The visual culture and new media studies minor at Berklee provides students the opportunity to explore this central issue. Blending theory and practice, visual culture and new media studies combines the study of visual art, media, advertising, computer interfaces, software design, photography, fashion, digital video, the web, graphic design, architecture, video games, music video, urban design, and emerging visual and multimedia forms. These visual forms are explored in many contexts: in comparison with each other, as parts of a system of meaning, within social institutions, as elements in the process of culture, and as an influence in the formation of identity.
The visual culture and new media studies minor provides a framework for exploring digital narrative-multimedia storytelling-and offers students a way to combine creative and critical work. The visual culture and new media studies minor also emphasizes how people use technology to make art and to make culture.

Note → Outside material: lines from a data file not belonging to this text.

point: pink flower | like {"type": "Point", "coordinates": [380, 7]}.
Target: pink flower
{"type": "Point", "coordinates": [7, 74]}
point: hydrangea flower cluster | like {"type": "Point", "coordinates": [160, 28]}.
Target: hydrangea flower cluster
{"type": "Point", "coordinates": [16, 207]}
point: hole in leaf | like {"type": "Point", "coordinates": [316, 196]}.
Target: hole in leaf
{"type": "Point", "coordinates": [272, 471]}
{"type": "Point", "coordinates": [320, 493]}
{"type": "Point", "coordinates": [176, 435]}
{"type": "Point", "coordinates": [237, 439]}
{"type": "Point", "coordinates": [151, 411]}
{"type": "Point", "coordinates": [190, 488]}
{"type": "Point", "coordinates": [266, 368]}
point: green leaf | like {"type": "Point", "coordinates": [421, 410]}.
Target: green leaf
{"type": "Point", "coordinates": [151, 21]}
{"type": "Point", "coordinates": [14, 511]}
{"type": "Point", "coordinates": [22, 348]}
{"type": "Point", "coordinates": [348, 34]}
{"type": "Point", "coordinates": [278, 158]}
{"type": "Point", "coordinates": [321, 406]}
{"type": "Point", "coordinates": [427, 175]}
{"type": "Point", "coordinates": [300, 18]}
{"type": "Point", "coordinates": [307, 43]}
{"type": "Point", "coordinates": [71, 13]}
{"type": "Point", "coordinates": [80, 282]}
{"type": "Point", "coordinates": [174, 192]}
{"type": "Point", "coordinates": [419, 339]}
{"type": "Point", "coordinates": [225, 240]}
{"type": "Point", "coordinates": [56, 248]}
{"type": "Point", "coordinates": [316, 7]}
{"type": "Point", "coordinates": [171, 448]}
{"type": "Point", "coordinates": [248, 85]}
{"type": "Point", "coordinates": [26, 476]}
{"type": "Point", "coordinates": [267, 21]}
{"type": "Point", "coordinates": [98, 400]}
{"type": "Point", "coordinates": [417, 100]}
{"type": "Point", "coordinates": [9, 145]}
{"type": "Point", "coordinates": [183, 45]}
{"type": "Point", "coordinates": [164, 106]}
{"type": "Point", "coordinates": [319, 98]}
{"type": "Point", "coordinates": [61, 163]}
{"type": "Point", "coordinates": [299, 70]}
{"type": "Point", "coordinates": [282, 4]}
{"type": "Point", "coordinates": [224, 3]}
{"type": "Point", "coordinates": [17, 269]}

Upon completion of a minor in visual culture and new media studies, students will:
- synthesize creative and critical work in projects that include graphics, moving images, writing, and music;
- evaluate critical perspectives on contemporary visual culture, art, media, and technology;
- analyze how new technologies change artistic representations and the cultural contexts in which they are created and received;
- apply skills of critical reading, writing, thinking, and speaking; and
- apply technology skills.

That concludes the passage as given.